La mise en valeur des terres se lit par ailleurs dans tous les endroits qui ont été drainés : Au Gran Barrat (Au Gran Barrat), Au Barrat de la Borde (Au Barrat de la Bòrda), "fossé de la ferme", Au Barat de bac, altération du gascon barrat devath, "fossé du nord", et sa forme diminutive Barradot (Barradòt), "fossés" accompagnant les travaux de défrichements qui se devinent dans Charticot, Las Bousigues, A Boudigue et Treytin, bien présents dans le lexique gascon sous les formes eisharticòt, bosiga ou bodiga et treitin [4].

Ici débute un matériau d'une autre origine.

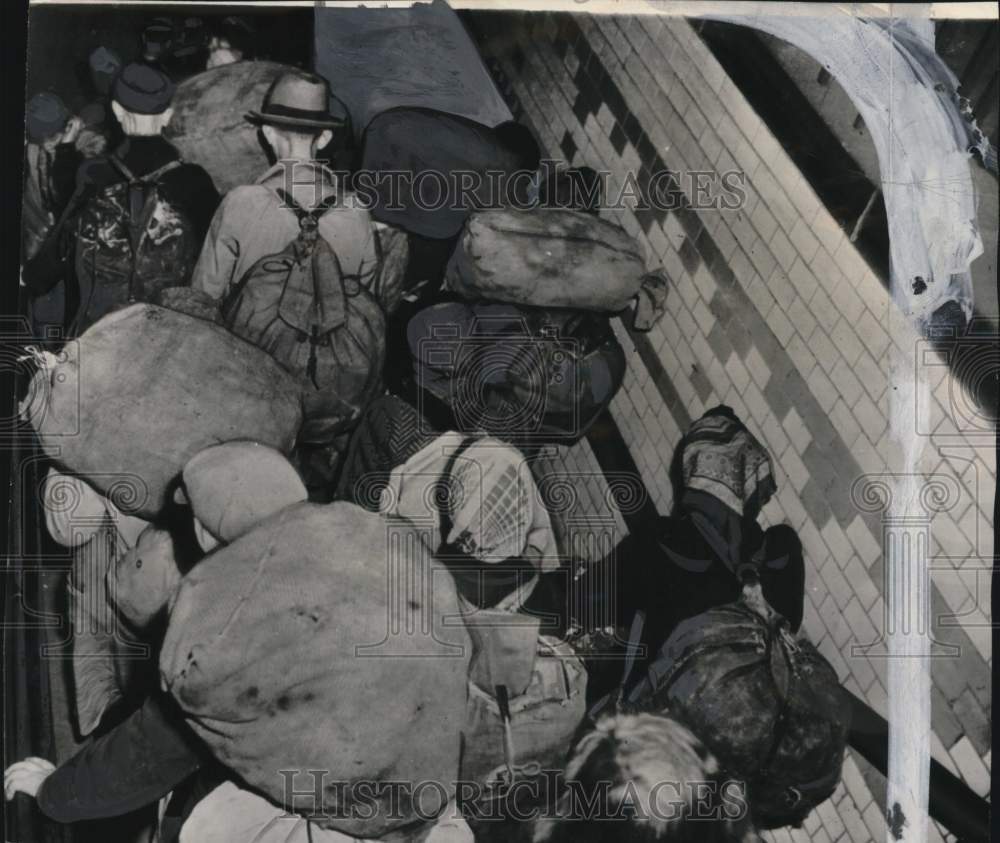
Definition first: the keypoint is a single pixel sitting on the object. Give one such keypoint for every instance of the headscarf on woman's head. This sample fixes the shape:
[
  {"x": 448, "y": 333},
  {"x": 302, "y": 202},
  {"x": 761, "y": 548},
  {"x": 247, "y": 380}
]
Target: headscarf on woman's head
[
  {"x": 720, "y": 457},
  {"x": 727, "y": 478}
]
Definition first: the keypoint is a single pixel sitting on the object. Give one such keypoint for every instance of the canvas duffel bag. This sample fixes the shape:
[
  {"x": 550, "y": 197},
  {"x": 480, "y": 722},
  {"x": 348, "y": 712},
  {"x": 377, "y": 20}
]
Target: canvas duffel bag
[
  {"x": 281, "y": 653},
  {"x": 768, "y": 706},
  {"x": 517, "y": 373},
  {"x": 547, "y": 257},
  {"x": 544, "y": 716},
  {"x": 144, "y": 390}
]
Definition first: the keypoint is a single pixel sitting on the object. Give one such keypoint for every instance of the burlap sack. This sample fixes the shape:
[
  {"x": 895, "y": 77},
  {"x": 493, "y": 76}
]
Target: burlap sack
[
  {"x": 769, "y": 707},
  {"x": 544, "y": 718},
  {"x": 209, "y": 125},
  {"x": 318, "y": 641},
  {"x": 142, "y": 581},
  {"x": 144, "y": 390},
  {"x": 547, "y": 257}
]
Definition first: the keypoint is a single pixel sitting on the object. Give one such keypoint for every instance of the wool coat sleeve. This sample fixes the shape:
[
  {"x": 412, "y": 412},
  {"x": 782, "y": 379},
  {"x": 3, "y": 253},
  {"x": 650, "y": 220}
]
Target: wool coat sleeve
[
  {"x": 134, "y": 765},
  {"x": 216, "y": 267}
]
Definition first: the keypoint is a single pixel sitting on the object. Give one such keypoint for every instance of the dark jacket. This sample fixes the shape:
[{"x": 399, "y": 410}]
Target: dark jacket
[{"x": 188, "y": 187}]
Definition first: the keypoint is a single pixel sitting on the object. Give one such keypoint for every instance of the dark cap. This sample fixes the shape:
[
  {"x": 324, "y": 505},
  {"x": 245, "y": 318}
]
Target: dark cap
[
  {"x": 142, "y": 89},
  {"x": 45, "y": 115}
]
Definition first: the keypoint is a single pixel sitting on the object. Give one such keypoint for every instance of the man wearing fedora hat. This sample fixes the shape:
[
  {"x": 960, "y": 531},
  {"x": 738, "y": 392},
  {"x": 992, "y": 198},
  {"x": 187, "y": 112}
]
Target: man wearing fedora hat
[
  {"x": 297, "y": 119},
  {"x": 145, "y": 166}
]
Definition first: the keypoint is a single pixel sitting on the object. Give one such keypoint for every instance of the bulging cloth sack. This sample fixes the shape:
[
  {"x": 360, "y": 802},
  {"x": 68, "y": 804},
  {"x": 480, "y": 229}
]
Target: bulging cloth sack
[
  {"x": 523, "y": 374},
  {"x": 769, "y": 707},
  {"x": 544, "y": 717},
  {"x": 142, "y": 580},
  {"x": 144, "y": 390},
  {"x": 209, "y": 127},
  {"x": 547, "y": 257},
  {"x": 325, "y": 639}
]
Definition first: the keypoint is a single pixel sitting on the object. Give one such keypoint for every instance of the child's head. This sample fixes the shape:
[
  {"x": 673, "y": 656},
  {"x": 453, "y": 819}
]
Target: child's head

Vouées aux pâtures et à une agriculture vivrière, pièces de terre labourable et prairies se déclinent dans les microtoponymes Bois du Bedat (Bòsc deu Vedat), "bois du défens", Auprat (Au Prat), Candeprat (Cant de Prat), "bout du champ", Gran Cam (Gran Camp), "grand champ" et Au Verger tandis que Au Mouliac (Au Moliat), garde le souvenir d'un moulin.
Occupées depuis la Préhistoire, comme en témoignent les vestiges de l'abri Duruty, les barthes, terres meubles et fragiles, soumises aux aléas des crues, constituent un paysage bien maîtrisé, façonné par les hommes qui ont su le valoriser en en respectant le fonctionnement naturel. Ainsi, depuis les opérations de drainage opérées au XVIIIe siècle, l'espace imparti aux cultures et à l'habitat s'insère harmonieusement dans ce contexte particulier caractérisé par l'omniprésence de l'eau : fermes à grand porche conçues pour faire face aux inondations, prairies de pacage en partie basse et cultures plus en hauteur.
Un bel exemple d'adaptation de l'homme au milieu : au bord de l'eau, dans les barthes drainées mais arborées, des chevaux qui nettoient et des chasseurs qui veillent à l'équilibre de la faune ; plus haut, des cultures intensives de maïs et de kiwis, le tout régi par des agriculteurs fiers d'un habitat traditionnel original qu'ils ont su préserver.
[1] BOYRIE-FENIE, Bénédicte, Dictionnaire toponymique des communes des Landes et du Bas-Adour, Pau : éditions Cairn / In'Oc, 2005, 285 pages.
[2] Bastide fondée en 1281 à la suite d'un paréage entre l'abbé d'Arthous et le sénéchal de Hastings, représentant le roi Édouard Ier d'Angleterre.
[3] Mot prélatin passé au gascon sous la forme barta désignant des terres inondables en bord de rivière, domaine des saussaies, oseraies et autres strates arbustives adaptées à ce milieu.
[4] BOYRIE-FENIE, Bénédicte et FENIE, Jean-Jacques, Toponymie des pays occitans, Bordeaux : éd. Sud-Ouest, 2007, 479 pages.